I believe I have likely diverged from the pdfsandwich
implementation since I
haven't used ImageMagick's convert
which is one of the dependencies of
pdfsandwich
. Since the job can be done very simply, e.g.
- convert each page of the PDF to an image
- possibly clean it up with
unpaper
- use tesseract to create a single-page searchable PDF
- combine the PDFs,
I decided to not look at the source of pdfsandwich
when creating my implementation so I can stick to an MIT
license, which is the usual one in the Julia community.

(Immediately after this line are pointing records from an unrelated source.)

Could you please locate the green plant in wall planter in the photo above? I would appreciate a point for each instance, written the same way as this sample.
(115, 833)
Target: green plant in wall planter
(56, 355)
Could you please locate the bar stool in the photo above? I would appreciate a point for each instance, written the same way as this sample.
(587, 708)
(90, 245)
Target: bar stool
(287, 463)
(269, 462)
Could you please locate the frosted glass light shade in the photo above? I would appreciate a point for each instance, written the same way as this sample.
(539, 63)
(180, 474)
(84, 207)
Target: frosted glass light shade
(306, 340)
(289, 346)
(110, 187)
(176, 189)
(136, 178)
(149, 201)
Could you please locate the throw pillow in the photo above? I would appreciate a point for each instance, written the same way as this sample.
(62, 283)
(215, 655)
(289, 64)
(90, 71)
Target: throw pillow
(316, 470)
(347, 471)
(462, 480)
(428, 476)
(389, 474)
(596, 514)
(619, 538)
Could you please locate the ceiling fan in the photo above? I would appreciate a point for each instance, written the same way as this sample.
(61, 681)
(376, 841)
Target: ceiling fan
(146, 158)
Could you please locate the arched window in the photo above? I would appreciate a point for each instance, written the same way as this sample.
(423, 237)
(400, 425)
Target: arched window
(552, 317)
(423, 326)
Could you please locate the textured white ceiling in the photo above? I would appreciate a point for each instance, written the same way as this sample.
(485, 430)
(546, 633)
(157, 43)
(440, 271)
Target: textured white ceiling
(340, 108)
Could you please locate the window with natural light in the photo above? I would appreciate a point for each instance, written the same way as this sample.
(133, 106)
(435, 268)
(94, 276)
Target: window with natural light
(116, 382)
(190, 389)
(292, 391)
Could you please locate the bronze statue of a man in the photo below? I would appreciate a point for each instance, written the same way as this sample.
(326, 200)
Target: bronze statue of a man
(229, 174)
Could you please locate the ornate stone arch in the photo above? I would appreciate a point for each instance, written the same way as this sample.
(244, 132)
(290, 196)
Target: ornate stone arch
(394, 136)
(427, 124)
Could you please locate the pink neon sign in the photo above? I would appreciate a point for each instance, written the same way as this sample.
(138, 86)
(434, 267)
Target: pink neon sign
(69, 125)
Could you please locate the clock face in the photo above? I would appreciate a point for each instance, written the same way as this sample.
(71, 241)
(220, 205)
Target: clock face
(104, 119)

It more-or-less works on MacOS (both Intel and Apple Silicon) and Linux.
Next steps:
- Allow choice of training data used for tesseract
- Robustify and test on more files
- Add better tests?
using SearchablePDFs
file = ocr("test/test_rasterized.pdf")
Supports @main
and on v1.12 an app searchable-pdf
.
If you use juliaup
you can install 1.12 with juliaup add nightly
, then run
JULIA_LOAD_PATH="@:@stdlib" julia +nightly --startup-file=no -e 'using Pkg; Pkg.activate(temp=true); Pkg.Apps.add(url="https://github.com/ericphanson/SearchablePDFs.jl")'
to install a CLI executable searchable-pdf
to the bin
directory in your Julia depot (~/.julia
by default). You will likely need to add your bin directory to your PATH, e.g.
export PATH="/Users/eph/.julia/bin:$PATH"
which can go in a shell startup script (e.g. ~/.bashrc
or ~/.zshrc
).
You can re-run this command to update it.